Reklama

Nie zmarnować tego czasu

- Bóg odważnie dał ludziom swe kapłaństwo, choć zna ich słabość. Radość z tego daru, wdzięczność Bogu za to, że powierzył siebie samego naszej słabości oraz ukazanie młodym znaczenia powołania do tej posługi i potrzeby modlitwy o nie - takie były cele Roku Kapłańskiego - przypomniał Papież 11 czerwca podczas Mszy św. koncelebrowanej na jego zakończenie z kilkunastu tysiącami księży na Placu św. Piotra. Wśród zgromadzonych tam duchownych nie zabrakło Biskupa świdnickiego i księży z naszej diecezji.

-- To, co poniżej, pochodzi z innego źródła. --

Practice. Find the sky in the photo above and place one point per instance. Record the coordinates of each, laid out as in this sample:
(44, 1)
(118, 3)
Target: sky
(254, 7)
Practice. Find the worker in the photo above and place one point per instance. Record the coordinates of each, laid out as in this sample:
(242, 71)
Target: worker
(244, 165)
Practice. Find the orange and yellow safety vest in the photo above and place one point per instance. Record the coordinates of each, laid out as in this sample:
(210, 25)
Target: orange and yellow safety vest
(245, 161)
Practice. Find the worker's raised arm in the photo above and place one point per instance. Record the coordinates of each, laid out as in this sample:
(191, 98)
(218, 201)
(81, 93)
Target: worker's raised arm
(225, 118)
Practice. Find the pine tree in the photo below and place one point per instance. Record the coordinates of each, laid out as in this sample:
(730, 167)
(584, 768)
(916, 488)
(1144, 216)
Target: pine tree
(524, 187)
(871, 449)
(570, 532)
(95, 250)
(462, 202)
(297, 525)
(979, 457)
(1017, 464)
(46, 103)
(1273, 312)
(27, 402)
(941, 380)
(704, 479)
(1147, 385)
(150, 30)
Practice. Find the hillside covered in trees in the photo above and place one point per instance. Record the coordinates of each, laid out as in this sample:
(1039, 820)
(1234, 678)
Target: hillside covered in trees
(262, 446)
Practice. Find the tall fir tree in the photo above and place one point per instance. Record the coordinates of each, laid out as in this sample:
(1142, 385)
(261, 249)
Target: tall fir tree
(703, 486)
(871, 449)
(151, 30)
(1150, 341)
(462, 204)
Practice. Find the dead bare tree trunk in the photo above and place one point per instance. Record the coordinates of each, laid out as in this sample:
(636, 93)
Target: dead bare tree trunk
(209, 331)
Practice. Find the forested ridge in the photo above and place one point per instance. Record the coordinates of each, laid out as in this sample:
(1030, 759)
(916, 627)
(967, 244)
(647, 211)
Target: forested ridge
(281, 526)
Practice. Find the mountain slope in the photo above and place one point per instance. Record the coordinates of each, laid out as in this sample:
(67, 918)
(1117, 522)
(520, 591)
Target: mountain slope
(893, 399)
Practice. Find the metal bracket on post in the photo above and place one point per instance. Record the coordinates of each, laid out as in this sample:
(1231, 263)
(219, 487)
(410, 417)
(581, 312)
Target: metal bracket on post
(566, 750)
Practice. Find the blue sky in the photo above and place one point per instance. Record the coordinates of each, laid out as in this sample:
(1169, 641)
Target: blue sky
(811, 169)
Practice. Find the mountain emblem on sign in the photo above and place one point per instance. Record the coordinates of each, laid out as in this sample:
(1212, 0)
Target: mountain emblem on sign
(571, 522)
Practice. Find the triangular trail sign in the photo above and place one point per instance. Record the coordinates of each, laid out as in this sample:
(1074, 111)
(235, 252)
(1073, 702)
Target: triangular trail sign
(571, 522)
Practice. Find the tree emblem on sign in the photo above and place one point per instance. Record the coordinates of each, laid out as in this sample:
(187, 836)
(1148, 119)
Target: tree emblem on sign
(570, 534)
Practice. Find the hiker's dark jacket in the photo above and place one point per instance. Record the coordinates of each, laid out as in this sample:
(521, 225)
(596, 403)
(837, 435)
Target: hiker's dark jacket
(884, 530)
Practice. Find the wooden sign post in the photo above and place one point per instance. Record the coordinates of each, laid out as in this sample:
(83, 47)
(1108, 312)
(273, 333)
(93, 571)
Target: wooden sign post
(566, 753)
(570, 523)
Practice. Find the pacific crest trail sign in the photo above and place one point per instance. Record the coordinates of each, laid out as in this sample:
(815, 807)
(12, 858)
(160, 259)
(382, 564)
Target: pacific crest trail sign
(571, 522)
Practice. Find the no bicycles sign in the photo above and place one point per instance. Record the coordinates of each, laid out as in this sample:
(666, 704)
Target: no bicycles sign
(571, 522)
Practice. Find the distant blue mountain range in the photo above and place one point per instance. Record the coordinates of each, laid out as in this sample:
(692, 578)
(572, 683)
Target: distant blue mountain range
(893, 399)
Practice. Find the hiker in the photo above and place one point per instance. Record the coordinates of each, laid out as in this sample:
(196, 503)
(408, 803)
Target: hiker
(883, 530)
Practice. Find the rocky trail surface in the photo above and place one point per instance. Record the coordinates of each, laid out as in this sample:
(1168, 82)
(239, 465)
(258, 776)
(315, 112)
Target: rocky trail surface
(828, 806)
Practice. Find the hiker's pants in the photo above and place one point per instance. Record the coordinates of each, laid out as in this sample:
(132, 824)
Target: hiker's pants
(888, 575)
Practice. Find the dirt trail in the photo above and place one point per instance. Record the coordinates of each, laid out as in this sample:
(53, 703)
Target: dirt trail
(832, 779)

Niedziela świdnicka 26/2010

Bądź na bieżąco!

Zapisz się do newslettera

Dnia 19 czerwca ubiegłego roku Kościół rozpoczął Rok Kapłański w celu zachęcenia kapłanów do dążenia do duchowej doskonałości, od której w dużej mierze zależy skuteczność ich posługi kapłańskiej. Tematem ogłoszonego przez Ojca Świętego 16 marca 2009 r. Roku Kapłańskiego była „Wierność Chrystusa, wierność kapłana”. Dla samych duchownych to szansa pogłębienia tożsamości kapłańskiej, a dla wiernych - zachęta do większej modlitwy za kapłanów.
- Św. Jan Vianney, patron kapłanów, twierdził, że kapłaństwo to miłość Serca Jezusowego. Chcemy zatem dziękować „za miłość Serca Jezusowego”, za ogromny dar, jaki stanowią kapłani nie tylko dla Kościoła, lecz także dla całej ludzkości - mówi Marian Gołębiewski, arcybiskup metropolita wrocławski.
Rok Kapłański pokazał, jak wiele wyzwań stoi przed duchownymi, jak wiele - także przed wiernymi.
- Najważniejsza jest sama postawa kapłanów, ich oddanie. Bo to właśnie dzięki temu wierni zrozumieją, że ich duszpasterz robi wszystko, co może, zaakceptują jego ograniczenia i przyjdą mu z pomocą. Ważne jest również zachowanie właściwych priorytetów, a wśród nich troski o własną duszę i o kontakt z Bogiem na modlitwie - podkreślał podczas spotkania z księżmi papież Benedykt XVI. - Nie zaniedbujcie własnej duszy; bądźcie krytyczni względem aroganckich teologów; w Eucharystii poszukujcie najgłębszych motywów celibatu; niech wasz styl życia będzie przekonujący, aby młodzi zechcieli pójść w wasze ślady - mówił Papież do kapłanów.
- Kapłani w parafiach, szczególnie w tych niewielkich (a sam w takiej się wychowałem) stają się często mistrzami dla młodych ludzi, którzy szukają, którzy próbują rozeznać swoje powołanie - opowiada bp Adam Bałabuch. - Ci mistrzowie zmieniają się, wraz ze zmianami na stanowisku proboszcza czy wikariusza, jednak zawsze odciskają swój ślad. Dlatego uważam, że mijający czas był rokiem dla księży, by ci na nowo odkryli siłę swego powołania, ale też rokiem dla wiernych, by przypomnieli sobie o wyjątkowej roli kapłana.
W Roku Kapłańskim przypominano o godności kapłana, ale też o tym, że jest on takim samym człowiekiem jak każdy inny i też może mieć trudne chwile. Pomimo to rok stał się czasem trudnym dla Kościoła, atakowanego i oskarżanego - często niesłusznie - przez świeckie media.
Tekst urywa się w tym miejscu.